The lube suggestion makes absolute sense. I would favor a “dry” lube from my inventory for this application. I use Eezox for this purpose.
@Rob2 … I’m thinking you choose Hoppes as a form of firing line air freshener?
Two things help. Lube (dry lube) and the double handle. Before I did those 2 things I stuck the butt of the rifle on the bathroom scales and pushed down on the handle. It read close to 40 Lbs. to push it all the way. That is really hard on one finger!
Yes, it’s normal. This is a blowback weapon and the recoil spring has to be stout. You can make the tube less ‘gritty’ by checking for burrs, especially around the charging handle slot, and filing them down, and by polishing it with fine steel wool. That’s not going to make it much easier to pull but does reduce wear.
The extended charging handle gives you more leverage and grip but no reduction of recoil. The recoiless charging handle gives better grip but no extra leverage or recoil reduction.
I don’t use Hoppe’s No. 9 for lubrication, it’s only a cleaner - you’d have to use gun oil after using Hoppe’s. Maybe @Rob2 was mistaking it for CLP which is a cleaner and lubricant. I use silicone spray lube that dries - it doesn’t attract dirt, burnt powder, etc. IMO using a lot of lube during break-in (the first 200-300 rounds) makes sense but after that is probably not a good idea. It won’t hurt anything but it doesn’t really help either, and is messier.
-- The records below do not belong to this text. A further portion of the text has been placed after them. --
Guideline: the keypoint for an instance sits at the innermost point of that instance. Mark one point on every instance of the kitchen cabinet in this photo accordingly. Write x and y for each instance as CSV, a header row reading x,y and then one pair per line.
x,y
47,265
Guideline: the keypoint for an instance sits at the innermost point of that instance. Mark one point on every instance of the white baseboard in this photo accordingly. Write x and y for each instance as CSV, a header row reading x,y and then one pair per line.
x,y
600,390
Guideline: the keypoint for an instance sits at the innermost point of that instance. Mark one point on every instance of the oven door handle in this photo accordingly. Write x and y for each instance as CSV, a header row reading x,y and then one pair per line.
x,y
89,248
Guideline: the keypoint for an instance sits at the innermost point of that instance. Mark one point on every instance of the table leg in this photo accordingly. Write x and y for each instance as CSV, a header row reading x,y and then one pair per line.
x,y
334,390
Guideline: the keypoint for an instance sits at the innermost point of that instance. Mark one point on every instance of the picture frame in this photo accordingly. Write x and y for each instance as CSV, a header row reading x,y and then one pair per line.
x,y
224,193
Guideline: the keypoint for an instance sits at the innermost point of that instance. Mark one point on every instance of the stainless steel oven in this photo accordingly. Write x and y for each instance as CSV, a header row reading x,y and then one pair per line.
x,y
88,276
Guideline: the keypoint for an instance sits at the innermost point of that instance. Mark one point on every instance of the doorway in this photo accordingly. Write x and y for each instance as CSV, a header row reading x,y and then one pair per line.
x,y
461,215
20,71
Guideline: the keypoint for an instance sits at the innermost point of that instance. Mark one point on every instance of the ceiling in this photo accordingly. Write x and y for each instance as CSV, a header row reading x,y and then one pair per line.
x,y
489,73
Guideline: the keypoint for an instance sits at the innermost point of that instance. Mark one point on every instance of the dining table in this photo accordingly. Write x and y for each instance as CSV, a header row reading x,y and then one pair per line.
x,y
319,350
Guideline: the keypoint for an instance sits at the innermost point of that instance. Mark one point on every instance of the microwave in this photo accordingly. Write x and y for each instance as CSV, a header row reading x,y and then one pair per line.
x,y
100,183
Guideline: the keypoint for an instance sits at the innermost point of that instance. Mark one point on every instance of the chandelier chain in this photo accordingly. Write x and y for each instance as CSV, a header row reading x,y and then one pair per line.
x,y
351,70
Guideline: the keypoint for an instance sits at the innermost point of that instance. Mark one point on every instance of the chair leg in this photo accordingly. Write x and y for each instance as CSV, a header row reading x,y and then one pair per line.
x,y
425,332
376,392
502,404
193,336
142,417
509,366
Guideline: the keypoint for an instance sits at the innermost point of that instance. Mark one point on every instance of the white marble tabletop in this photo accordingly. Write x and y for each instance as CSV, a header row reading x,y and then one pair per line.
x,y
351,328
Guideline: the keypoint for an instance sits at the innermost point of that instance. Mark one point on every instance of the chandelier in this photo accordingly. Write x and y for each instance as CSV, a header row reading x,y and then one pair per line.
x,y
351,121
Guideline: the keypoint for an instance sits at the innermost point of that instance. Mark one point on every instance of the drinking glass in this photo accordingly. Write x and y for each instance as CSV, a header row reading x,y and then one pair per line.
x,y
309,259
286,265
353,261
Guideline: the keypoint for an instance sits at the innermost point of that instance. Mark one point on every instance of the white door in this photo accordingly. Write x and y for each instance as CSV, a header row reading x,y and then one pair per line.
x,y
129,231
Folks, great read here and great question/answer of which I hadn’t realize overall the charging handle resistance variances.
I really like the way it’s set up, but being a novice just went with it out of the box, bought the recoil buffer but never installed it yet, I have no strong issue with the recoil.
As mentioned herein, for me I’ve always use a wet lubricant and never even thought of using a dry lubricant and now would like to know more about that, for example, does it make a difference. I’ve grown fond of G96, I put that Shot on everything.
It appears I am limiting my options over all theses years. I just stick with what works for me.
Perfect, answered my question.
I misspoke. The recoiless charging handle does give recoil reduction and is easier to grip, but no extra leverage.
It does smell really nice, Like victory. lol I clean my guns every time they are at the range. Gunk never gets a chance to build up. I have looking at dry lubes lately as well
I moved to Eezox because it is a wicked good corrosion preventative and I live in the birthplace of humidity. It is also a wicked awesome dry lube that I’ve been using in place of traditional lubes.
@Dred Is this the dry lube product to which you are referring?
Yes. I also use the non pressurized can in concert with a shaving brush 'cause most firearms only need a few drops TOTAL.
Let it slow you down. Letting it dry is part of proper application.
I like what your selling, I will investigate resourcing some here in CDN.
This I found interesting, appears this product would even work in space from 450°F to -95°.
Great for shaving, great for gun cleaning. I don’t use the good ones on the guns, though. Something like the “portable” one below are handy, they tend to get oily but since you can stow the brush head inside the handle, it keeps things a little cleaner.
I inquired about getting some dry-lube as suggested.
Talked to a supplier today. He said that dry lube is primarily meant for semi-automatic (repeaters) rifles.
What percentage of that statement, in your opinion, is true?